Perhaps I am being forgetful, but I don't think that anyone has posted that they have successfully cancelled a trip as a driver once the trip has started.


----------



## Backdash (Jan 28, 2015)

Yea..I dont know if its possible. I'll have a look tomorrow


----------



## RovinMoses (Jul 8, 2015)

thanks! I forgot to mention that on the trip summary it shows a fare of $17.30 -- then 'canceled' Looks like I get paid after the rider canceled at the end of the trip. Perhaps he is just didn't want to wait to give a rating.


----------



## CommanderXL (Jun 17, 2015)

RovinMoses said:


> thanks! I forgot to mention that on the trip summary it shows a fare of $17.30 -- then 'canceled' Looks like I get paid after the rider canceled at the end of the trip. Perhaps he is just didn't want to wait to give a rating.


Maybe, but passengers, unlike drivers, don't have to leave a rating if they choose not to. I don't know why he canceled unless he thought that's how it was done. Glad you got paid though!


----------



## tbob1 (Mar 9, 2015)

I thought they had to rate the last ride, before the next one. Nevertheless, I had a girl cancel after she got out but I hadn't dropped her friends off. The diligent people at Uber made sure I got paid for the whole trip!


----------



## ReviTULize (Sep 29, 2014)

Oc_DriverX said:


> Perhaps I am being forgetful, but I don't think that anyone has posted that they have successfully cancelled a trip as a driver once the trip has started.

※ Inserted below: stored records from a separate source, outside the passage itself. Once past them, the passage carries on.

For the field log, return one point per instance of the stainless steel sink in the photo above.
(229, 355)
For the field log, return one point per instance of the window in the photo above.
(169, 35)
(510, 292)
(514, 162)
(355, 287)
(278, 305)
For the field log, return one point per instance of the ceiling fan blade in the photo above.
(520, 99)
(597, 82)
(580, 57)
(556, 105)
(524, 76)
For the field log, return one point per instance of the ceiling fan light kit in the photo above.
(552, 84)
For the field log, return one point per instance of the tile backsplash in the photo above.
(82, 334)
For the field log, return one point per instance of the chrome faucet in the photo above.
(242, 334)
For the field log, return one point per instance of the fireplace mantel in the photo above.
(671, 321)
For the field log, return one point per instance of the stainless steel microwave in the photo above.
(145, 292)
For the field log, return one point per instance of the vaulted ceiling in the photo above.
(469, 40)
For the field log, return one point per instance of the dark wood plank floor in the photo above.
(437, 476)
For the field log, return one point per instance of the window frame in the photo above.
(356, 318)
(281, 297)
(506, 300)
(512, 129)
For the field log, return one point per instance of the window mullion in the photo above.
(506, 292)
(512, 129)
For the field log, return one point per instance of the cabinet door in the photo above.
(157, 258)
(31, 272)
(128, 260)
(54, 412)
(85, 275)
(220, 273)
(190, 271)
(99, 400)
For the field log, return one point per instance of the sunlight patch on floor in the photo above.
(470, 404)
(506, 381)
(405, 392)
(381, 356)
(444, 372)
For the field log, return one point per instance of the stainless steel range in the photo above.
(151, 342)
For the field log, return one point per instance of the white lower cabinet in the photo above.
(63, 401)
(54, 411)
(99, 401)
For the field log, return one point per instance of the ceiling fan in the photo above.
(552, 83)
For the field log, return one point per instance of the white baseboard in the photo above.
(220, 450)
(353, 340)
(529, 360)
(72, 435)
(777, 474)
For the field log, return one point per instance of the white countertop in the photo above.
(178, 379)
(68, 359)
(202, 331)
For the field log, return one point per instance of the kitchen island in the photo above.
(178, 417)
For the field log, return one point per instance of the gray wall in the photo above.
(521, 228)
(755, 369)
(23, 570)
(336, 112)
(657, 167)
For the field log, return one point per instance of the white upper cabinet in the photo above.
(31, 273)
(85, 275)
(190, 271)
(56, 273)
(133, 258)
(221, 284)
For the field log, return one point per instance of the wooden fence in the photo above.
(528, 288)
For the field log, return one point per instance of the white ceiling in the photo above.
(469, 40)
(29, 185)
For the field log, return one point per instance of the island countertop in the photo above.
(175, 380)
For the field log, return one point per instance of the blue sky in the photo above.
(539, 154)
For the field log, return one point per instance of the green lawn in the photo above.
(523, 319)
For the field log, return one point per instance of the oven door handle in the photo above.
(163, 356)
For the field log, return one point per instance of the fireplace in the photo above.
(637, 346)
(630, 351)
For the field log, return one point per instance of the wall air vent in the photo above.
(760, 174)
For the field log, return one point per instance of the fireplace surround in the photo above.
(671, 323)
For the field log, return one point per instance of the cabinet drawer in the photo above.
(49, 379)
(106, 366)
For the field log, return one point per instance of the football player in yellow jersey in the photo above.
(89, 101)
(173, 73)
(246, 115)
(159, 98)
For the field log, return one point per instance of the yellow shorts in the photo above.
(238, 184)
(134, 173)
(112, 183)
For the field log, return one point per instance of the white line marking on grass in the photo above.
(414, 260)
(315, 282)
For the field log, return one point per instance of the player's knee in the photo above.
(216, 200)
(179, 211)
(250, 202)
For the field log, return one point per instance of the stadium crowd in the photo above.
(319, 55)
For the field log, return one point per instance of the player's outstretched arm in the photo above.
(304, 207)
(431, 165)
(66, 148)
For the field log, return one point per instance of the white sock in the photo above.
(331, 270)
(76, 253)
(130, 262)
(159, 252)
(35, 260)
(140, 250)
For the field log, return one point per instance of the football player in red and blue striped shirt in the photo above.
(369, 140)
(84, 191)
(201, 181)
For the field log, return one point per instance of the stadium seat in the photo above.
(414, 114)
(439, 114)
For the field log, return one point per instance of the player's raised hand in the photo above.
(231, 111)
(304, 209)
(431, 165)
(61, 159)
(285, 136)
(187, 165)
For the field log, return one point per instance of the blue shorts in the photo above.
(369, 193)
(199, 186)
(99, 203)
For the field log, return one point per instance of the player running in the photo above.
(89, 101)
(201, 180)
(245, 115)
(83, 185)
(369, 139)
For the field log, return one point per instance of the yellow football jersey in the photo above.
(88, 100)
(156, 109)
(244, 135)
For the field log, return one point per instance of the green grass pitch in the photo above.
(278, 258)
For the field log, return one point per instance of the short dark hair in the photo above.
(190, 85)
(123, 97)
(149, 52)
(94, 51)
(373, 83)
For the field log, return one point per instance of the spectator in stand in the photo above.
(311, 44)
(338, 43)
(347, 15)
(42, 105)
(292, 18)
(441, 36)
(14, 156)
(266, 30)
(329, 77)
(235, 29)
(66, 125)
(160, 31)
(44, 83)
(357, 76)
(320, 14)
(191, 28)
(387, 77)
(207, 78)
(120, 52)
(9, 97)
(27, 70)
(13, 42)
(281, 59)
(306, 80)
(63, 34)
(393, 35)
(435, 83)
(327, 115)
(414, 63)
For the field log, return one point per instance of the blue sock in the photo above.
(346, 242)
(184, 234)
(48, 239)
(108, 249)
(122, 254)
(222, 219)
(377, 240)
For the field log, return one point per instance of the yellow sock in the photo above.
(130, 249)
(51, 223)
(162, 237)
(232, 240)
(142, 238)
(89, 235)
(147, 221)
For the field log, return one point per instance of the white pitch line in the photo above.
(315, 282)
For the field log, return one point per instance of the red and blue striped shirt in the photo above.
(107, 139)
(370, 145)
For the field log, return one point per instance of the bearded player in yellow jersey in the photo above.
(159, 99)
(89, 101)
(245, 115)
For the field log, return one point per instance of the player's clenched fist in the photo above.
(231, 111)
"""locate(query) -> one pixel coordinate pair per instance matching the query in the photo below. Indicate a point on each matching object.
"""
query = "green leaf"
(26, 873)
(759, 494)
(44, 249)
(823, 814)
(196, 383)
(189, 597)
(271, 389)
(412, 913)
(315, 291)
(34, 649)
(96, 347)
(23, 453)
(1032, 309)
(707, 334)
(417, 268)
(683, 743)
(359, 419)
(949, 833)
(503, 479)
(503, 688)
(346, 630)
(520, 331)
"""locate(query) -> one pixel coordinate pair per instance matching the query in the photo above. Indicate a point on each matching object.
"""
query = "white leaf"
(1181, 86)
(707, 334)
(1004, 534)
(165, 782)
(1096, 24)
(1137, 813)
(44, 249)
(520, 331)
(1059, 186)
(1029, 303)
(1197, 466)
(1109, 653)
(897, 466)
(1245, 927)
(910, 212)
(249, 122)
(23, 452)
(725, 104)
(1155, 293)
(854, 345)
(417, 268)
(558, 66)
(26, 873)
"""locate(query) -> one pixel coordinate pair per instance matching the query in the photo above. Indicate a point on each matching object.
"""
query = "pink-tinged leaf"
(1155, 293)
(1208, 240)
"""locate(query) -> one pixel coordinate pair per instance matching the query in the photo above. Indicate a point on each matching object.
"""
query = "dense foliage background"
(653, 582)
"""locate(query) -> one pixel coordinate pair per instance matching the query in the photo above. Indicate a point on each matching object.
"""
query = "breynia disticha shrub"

Think of the verbiage here...
Once you "start" it, you can only "end" it


----------



## CommanderXL (Jun 17, 2015)

tbob1 said:


> I thought they had to rate the last ride, before the next one. Nevertheless, I had a girl cancel after she got out but I hadn't dropped her friends off. The diligent people at Uber made sure I got paid for the whole trip!











From:
http://uber-static.s3.amazonaws.com/la_dops/The Rating System.pdf


----------



## Lando74 (Nov 23, 2014)

I've had riders do that. You get the $5 cancellation fee. Maybe they were trying to scam out of the trip, maybe they were trying to give you a $5 tip, maybe they're just clumsy. As long as they do it at the end of the trip you're fine and a few bucks richer.


----------